[r] Error - replacement has [x] rows, data has [y]

I have a numeric column ("value") in a dataframe ("df"), and I would like to generate a new column ("valueBin") based on "value." I have the following conditional code to define df$valueBin:

df$valueBin[which(df$value<=250)] <- "<=250"
df$valueBin[which(df$value>250 & df$value<=500)] <- "250-500"
df$valueBin[which(df$value>500 & df$value<=1000)] <- "500-1,000"
df$valueBin[which(df$value>1000 & df$value<=2000)] <- "1,000 - 2,000"
df$valueBin[which(df$value>2000)] <- ">2,000"

I'm getting the following error:

"Error in $<-.data.frame(*tmp*, "valueBin", value = c(NA, NA, NA, : replacement has 6530 rows, data has 6532"

Every element of df$value should fit into one of my which() statements. There are no missing values in df$value. Although even if I run just the first conditional statement (<=250), I get the exact same error, with "...replacement has 6530 rows..." although there are way fewer than 6530 records with value<=250, and value is never NA.

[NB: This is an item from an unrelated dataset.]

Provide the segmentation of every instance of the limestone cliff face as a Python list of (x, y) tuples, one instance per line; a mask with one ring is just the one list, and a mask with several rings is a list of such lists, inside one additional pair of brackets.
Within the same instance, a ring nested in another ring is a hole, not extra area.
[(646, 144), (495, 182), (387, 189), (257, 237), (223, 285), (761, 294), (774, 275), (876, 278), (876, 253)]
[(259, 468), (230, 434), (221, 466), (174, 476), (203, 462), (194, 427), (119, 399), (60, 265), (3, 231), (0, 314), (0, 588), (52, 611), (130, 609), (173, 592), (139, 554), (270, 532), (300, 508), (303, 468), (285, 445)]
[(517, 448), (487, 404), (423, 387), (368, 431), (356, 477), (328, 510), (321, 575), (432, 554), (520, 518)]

This SO link notes a similar error when using aggregate() was a bug, but it recommends installing the version of R I have. Plus the bug report says its fixed. R aggregate error: "replacement has <foo> rows, data has <bar>"

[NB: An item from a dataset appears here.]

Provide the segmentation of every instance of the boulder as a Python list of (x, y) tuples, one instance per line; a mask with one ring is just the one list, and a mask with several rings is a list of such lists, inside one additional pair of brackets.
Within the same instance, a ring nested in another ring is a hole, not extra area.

This SO link seems more related to my issue, and the issue here was an issue with his/her conditional logic that caused fewer elements of the replacement array to be generated. I guess that must be my issue as well, and figured at first I must have a "<=" instead of an "<" or vice versa, but after checking I'm pretty sure they're all correct to cover every value of "value" without overlaps. R error in '[<-.data.frame'... replacement has # items, need #

This question is related to r dataframe

The answer is


You could use cut

 df$valueBin <- cut(df$value, c(-Inf, 250, 500, 1000, 2000, Inf), 
    labels=c('<=250', '250-500', '500-1,000', '1,000-2,000', '>2,000'))

data

 set.seed(24)
 df <- data.frame(value= sample(0:2500, 100, replace=TRUE))

The answer by @akrun certainly does the trick. For future googlers who want to understand why, here is an explanation...

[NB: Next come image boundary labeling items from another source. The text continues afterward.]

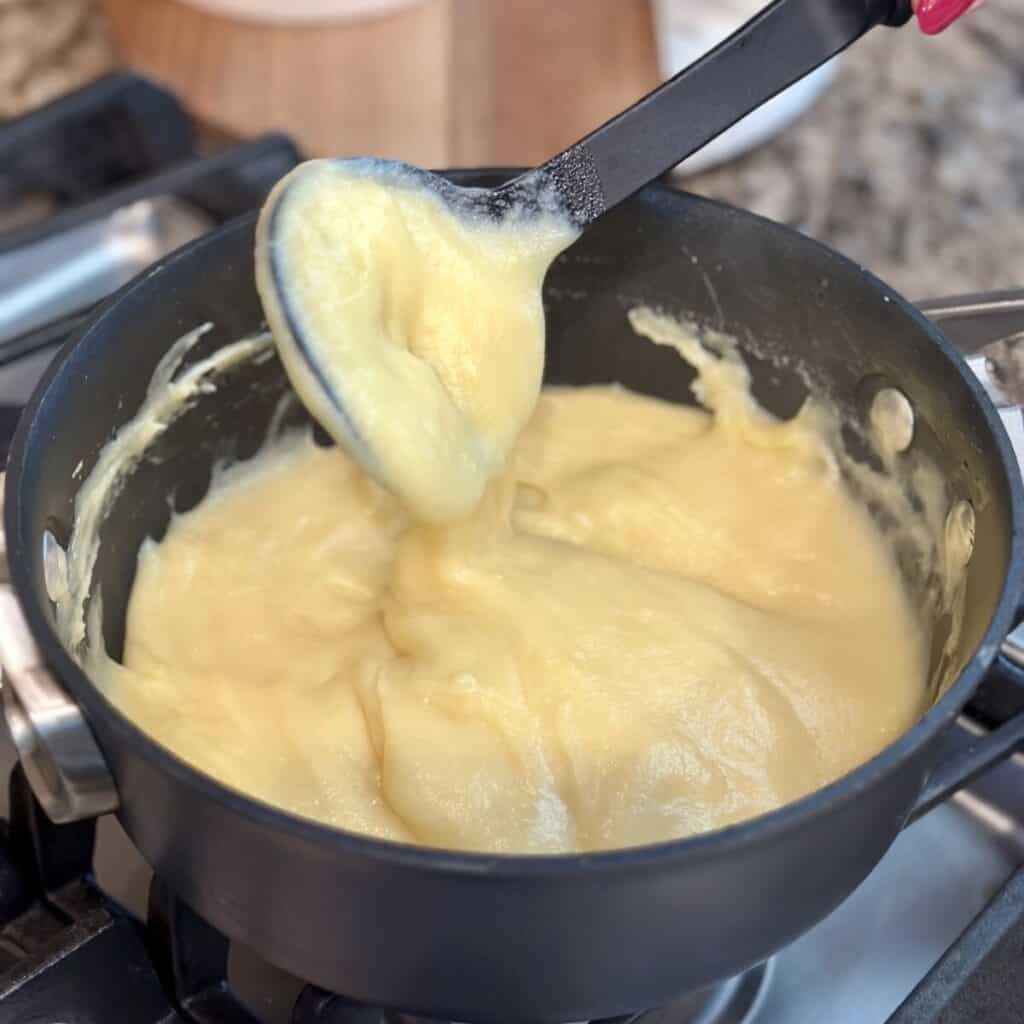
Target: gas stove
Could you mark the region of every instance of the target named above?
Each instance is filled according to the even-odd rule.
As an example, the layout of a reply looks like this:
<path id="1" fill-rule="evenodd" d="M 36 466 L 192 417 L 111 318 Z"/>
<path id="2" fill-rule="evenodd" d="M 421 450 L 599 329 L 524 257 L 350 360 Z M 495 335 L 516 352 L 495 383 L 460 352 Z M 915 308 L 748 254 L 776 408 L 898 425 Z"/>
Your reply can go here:
<path id="1" fill-rule="evenodd" d="M 97 301 L 256 208 L 298 159 L 284 136 L 204 147 L 173 96 L 125 75 L 0 126 L 0 453 L 35 382 Z M 1007 337 L 1024 331 L 1024 311 L 1011 305 L 1018 318 Z M 991 358 L 972 365 L 996 397 L 1006 393 Z M 1020 410 L 1004 404 L 1024 452 Z M 969 745 L 1022 708 L 1024 687 L 988 684 L 959 738 Z M 9 778 L 0 796 L 0 1021 L 414 1024 L 229 943 L 153 877 L 114 817 L 50 822 L 6 737 L 0 777 Z M 1019 1024 L 1022 865 L 1024 755 L 1015 755 L 907 828 L 839 909 L 767 964 L 618 1020 Z"/>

The new variable needs to be created first.

The variable "valueBin" needs to be already in the df in order for the conditional assignment to work. Essentially, the syntax of the code is correct. Just add one line in front of the code chuck to create this name --

df$newVariableName <- NA

Then you continue with whatever conditional assignment rules you have, like

df$newVariableName[which(df$oldVariableName<=250)] <- "<=250"

I blame whoever wrote that package's error message... The debugging was made especially confusing by that error message. It is irrelevant information that you have two arrays in the df with different lengths. No. Simply create the new column first. For more details, consult this post https://www.r-bloggers.com/translating-weird-r-errors/


TL;DR ...and late to the party, but that short explanation might help future googlers..

In general that error message means that the replacement doesn't fit into the corresponding column of the dataframe.

A minimal example:

df <- data.frame(a = 1:2); df$a <- 1:3

throws the error

Error in $<-.data.frame(*tmp*, a, value = 1:3) : replacement has 3 rows, data has 2

which is clear, because the vector a of df has 2 entries (rows) whilst the vector we try to replace it has 3 entries (rows).